Want to really impress your lady for her birthday? Buy her one of these ridiculously expensive sex toys. Remember to “accidentally” leave the price tag on, so she knows exactly how much you spent on her. Otherwise, the whole thing is pretty pointless.
5. MASTURBATION MIRROR – $1,598
Who doesn’t like to take a little peek at themselves while they’re enjoying a good ol’ session of self-love? But I’m pretty sure you could get a similar mirror at the Dollar Store for like, uh, a dollar.
4. STERLING SILVER & CHERRY WOOD SPANKING ROD – $3,066
I think I should change the direction of my career. Maybe start making luxury sex toys. I could go outside and cut down that oak tree right now and make a nice little profit. I’m sure my landlord wouldn’t mind.

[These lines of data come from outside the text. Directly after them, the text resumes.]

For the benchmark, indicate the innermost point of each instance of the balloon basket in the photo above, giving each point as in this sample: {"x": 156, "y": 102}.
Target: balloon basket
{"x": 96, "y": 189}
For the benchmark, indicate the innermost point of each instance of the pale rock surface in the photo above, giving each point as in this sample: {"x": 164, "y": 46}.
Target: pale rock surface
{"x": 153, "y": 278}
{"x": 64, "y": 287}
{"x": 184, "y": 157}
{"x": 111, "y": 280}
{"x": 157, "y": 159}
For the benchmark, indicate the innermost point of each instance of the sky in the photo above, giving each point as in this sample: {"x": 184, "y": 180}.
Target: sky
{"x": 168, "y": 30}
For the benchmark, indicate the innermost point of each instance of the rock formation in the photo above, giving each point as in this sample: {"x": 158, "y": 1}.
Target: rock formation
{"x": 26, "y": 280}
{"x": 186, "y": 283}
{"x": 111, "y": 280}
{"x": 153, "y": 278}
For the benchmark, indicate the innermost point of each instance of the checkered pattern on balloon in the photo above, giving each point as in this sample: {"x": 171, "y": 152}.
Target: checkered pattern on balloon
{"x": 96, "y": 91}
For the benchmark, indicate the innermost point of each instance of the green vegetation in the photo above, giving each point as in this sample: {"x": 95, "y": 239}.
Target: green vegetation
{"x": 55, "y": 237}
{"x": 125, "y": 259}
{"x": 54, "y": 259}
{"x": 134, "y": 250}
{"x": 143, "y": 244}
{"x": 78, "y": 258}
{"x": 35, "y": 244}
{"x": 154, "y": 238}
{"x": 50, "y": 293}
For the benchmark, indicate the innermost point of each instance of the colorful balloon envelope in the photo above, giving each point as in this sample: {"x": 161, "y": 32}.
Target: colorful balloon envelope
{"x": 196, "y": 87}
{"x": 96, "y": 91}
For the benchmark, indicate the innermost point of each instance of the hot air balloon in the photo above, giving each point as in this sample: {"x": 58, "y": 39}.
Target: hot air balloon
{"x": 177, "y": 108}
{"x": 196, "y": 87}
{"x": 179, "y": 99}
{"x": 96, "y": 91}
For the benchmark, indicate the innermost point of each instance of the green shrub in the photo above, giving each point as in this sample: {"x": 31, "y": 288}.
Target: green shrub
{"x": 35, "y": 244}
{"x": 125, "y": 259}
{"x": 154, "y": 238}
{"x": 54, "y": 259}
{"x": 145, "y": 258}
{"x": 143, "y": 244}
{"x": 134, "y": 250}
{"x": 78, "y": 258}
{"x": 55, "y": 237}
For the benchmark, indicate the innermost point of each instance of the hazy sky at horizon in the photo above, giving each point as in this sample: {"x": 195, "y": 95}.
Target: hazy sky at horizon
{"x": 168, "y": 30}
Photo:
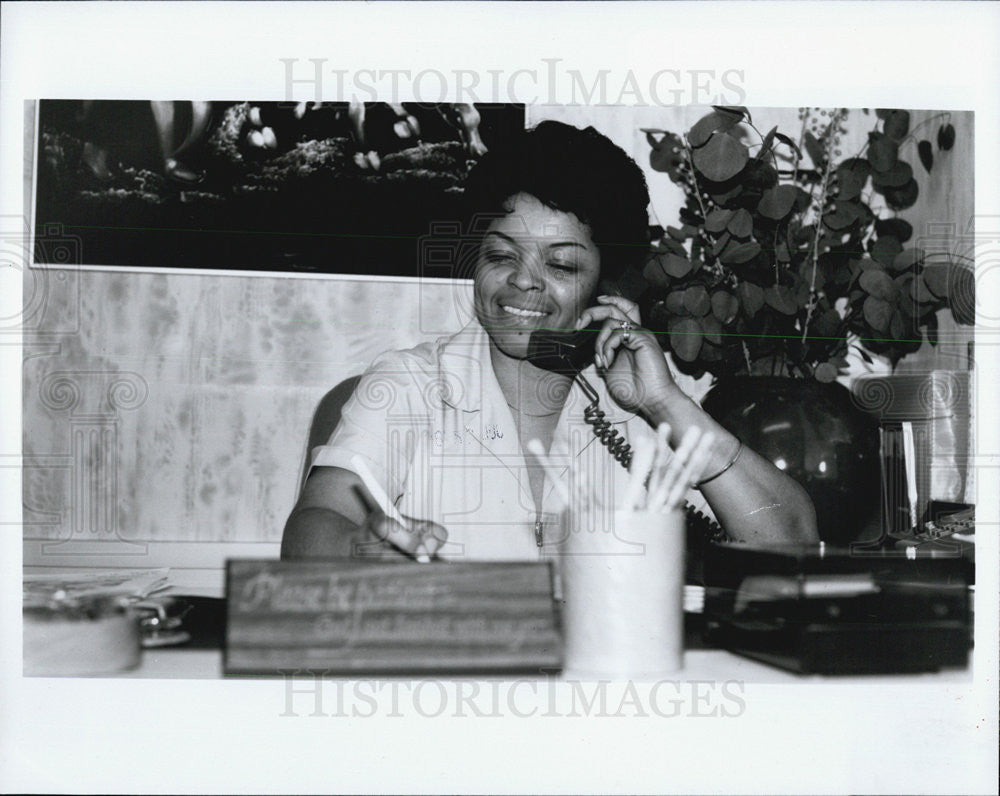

3. DIAMOND ENCRUSTED PLATINUM VIBRATOR – $3,250
For the woman who likes it real hard. Like “cut through glass” hard. Vaginas are pretty much bulletproof anyhow, right?
2. HORSE TAIL SILVER BUTT PLUG – $3,475
If I could afford this, I would buy it. Come on now, it’s a motherfucking horsetail! Make it white and throw in a unicorn headdress and I might never take it out.
1. GOLD TICKLER – $4,506
Marabou feathers and 18-karat gold? Sign me up. Oh wait, never mind. I’ll just pluck the feathers off the dead pigeon I saw on my way into the office this morning and hot glue them to my grandmother’s engagement ring. DIY, baby! Works every time.